According to a survey conducted by the American Psychological Association survey, 49% of adults reported feeling uncomfortable about returning to in-person interactions when the pandemic ends.
Experts say it could be similar to agoraphobia, which is characterised by the extreme fear of being in public spaces. In some cases, it also extends to a situation where you are unable to receive help. The increased levels of stress are observed in those who are introverts and have anxiety, or in people who anyway prefer to stay home than going out. These are people who are filled with extreme distress, even at the thought of stepping out of the house.
It all boils down to communicating what you’re feeling with your close friends and family, so that they can support you and ease the transition. The first step is to begin seeing people you are comfortable with, of course taking all the necessary precautions.

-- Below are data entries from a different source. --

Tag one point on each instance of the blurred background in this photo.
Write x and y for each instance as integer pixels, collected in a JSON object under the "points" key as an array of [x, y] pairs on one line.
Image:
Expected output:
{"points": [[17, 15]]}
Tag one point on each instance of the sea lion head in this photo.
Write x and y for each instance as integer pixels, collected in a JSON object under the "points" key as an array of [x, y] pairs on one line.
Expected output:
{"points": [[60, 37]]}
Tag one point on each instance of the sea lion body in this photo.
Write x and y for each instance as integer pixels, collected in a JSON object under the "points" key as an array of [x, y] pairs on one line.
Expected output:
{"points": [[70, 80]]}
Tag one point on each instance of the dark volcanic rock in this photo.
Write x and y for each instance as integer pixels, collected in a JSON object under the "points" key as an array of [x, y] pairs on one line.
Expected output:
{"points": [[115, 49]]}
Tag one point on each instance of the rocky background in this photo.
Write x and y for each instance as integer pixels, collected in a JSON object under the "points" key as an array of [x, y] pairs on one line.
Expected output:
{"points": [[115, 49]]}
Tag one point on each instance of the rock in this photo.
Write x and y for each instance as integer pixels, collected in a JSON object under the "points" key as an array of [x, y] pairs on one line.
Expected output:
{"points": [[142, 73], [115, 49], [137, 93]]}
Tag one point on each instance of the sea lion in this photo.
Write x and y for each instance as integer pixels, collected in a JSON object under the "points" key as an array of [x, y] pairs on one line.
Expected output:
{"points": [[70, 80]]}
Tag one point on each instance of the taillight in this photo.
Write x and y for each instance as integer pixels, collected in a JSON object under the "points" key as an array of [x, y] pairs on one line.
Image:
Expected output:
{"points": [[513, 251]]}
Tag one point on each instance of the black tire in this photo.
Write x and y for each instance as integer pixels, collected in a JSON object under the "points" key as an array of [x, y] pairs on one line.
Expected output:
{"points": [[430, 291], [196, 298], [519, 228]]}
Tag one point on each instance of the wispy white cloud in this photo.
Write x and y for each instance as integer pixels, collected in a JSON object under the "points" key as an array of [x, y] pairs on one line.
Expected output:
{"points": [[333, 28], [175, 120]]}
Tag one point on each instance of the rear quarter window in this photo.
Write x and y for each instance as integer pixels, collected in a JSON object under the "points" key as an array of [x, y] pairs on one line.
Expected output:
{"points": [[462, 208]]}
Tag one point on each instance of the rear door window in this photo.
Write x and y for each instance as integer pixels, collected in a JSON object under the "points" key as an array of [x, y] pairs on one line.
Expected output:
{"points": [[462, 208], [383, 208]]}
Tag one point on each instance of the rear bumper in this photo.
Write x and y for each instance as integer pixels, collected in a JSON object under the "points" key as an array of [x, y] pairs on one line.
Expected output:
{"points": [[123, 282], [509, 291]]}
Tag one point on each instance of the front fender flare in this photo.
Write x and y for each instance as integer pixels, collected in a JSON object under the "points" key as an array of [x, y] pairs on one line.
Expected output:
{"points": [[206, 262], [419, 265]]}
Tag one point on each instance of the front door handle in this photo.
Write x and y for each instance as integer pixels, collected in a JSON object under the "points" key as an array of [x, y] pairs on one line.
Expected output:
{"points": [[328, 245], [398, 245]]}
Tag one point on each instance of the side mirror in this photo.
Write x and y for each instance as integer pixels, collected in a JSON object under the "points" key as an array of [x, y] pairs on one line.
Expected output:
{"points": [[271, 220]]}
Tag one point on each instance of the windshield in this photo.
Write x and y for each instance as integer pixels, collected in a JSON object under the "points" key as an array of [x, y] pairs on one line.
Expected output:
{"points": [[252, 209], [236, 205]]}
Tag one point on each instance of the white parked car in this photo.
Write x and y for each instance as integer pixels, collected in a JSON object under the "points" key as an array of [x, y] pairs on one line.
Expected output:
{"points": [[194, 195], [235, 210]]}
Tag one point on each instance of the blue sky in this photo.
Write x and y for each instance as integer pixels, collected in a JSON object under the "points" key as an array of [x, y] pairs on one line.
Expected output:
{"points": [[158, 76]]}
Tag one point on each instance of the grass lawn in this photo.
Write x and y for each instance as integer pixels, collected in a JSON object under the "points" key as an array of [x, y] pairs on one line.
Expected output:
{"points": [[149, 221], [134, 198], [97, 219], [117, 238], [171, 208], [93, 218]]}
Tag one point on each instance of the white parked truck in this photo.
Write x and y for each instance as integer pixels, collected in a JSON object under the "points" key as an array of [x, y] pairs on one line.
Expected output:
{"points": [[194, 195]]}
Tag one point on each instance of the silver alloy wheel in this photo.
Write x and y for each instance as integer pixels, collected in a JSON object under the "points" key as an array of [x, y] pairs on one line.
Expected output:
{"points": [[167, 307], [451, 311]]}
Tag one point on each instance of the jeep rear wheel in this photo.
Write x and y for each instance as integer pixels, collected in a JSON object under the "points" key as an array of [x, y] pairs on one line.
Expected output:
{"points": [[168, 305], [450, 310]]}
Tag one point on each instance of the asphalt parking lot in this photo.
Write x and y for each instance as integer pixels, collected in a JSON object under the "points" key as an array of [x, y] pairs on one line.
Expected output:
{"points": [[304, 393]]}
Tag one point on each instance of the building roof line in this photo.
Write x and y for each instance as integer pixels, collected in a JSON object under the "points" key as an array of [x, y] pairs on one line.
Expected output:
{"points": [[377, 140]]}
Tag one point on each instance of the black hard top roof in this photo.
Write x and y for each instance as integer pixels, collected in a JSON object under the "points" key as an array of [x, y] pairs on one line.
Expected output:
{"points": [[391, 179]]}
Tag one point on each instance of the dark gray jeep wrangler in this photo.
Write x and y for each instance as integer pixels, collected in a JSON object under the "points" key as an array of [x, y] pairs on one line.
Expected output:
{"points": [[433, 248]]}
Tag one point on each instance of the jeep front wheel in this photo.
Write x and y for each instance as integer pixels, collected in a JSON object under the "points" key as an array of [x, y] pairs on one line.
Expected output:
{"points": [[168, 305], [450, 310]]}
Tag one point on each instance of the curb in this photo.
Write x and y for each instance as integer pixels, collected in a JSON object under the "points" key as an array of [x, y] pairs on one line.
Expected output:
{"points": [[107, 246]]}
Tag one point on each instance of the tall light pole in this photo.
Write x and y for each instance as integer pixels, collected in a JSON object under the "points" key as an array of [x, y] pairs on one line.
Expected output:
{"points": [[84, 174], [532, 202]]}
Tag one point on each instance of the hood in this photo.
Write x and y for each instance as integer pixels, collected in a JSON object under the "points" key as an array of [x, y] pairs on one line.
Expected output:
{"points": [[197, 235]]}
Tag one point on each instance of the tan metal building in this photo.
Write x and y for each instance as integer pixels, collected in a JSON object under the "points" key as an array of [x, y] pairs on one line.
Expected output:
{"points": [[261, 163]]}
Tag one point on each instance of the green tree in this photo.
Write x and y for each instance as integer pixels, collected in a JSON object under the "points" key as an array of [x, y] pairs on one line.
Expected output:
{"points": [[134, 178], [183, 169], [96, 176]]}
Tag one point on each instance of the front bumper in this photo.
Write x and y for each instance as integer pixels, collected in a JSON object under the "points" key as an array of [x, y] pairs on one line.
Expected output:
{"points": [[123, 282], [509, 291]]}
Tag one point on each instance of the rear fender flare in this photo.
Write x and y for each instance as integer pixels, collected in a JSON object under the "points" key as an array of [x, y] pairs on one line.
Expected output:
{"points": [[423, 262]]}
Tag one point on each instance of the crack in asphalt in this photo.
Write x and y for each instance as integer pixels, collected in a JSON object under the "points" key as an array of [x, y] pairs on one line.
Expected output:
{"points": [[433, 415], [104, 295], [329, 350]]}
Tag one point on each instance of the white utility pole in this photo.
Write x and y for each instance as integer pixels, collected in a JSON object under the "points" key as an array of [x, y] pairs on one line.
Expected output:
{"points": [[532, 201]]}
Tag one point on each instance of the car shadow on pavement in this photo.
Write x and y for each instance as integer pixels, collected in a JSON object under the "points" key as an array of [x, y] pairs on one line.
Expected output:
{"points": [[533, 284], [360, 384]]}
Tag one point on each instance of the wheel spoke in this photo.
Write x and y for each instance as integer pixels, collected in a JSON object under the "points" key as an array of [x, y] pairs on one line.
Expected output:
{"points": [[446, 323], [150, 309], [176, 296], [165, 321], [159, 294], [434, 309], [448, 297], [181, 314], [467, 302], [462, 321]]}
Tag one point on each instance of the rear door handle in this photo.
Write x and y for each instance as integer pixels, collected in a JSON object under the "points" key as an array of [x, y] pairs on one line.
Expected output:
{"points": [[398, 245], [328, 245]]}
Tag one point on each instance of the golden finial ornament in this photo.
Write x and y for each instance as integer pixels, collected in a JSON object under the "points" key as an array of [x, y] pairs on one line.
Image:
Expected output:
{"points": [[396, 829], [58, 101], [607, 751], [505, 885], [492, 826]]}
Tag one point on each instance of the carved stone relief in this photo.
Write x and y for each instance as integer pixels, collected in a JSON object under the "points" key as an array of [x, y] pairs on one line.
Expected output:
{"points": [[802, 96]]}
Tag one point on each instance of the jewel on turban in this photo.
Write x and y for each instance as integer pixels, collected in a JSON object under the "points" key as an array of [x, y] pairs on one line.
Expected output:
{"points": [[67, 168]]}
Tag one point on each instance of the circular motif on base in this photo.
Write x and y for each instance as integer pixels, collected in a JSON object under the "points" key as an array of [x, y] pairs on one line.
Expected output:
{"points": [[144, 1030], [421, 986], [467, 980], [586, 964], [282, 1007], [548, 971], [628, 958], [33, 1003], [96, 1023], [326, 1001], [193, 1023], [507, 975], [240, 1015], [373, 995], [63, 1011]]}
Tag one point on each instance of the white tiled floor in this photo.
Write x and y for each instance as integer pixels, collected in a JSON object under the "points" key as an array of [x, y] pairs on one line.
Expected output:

Moreover, it is also important to take feedback from your peers to know what the situation looks like outside. For instance, if your neighbour went for a jog to the park, you could always check in to know what the scenario looks like outside. That will give you the confidence to slowly and steadily resume public activities.
Next, remember not to rush. It’s okay to take one step at a time. Not everyone is the same, and if you feel you need to transition into normal life slowly, there’s nothing wrong with that.
And in case nothing helps, you could always seek professional help. Having guidance and releasing what’s within you is going to make things a lot better. You can also join self-help groups online to talk about your anxieties; it will make you feel you’re not alone.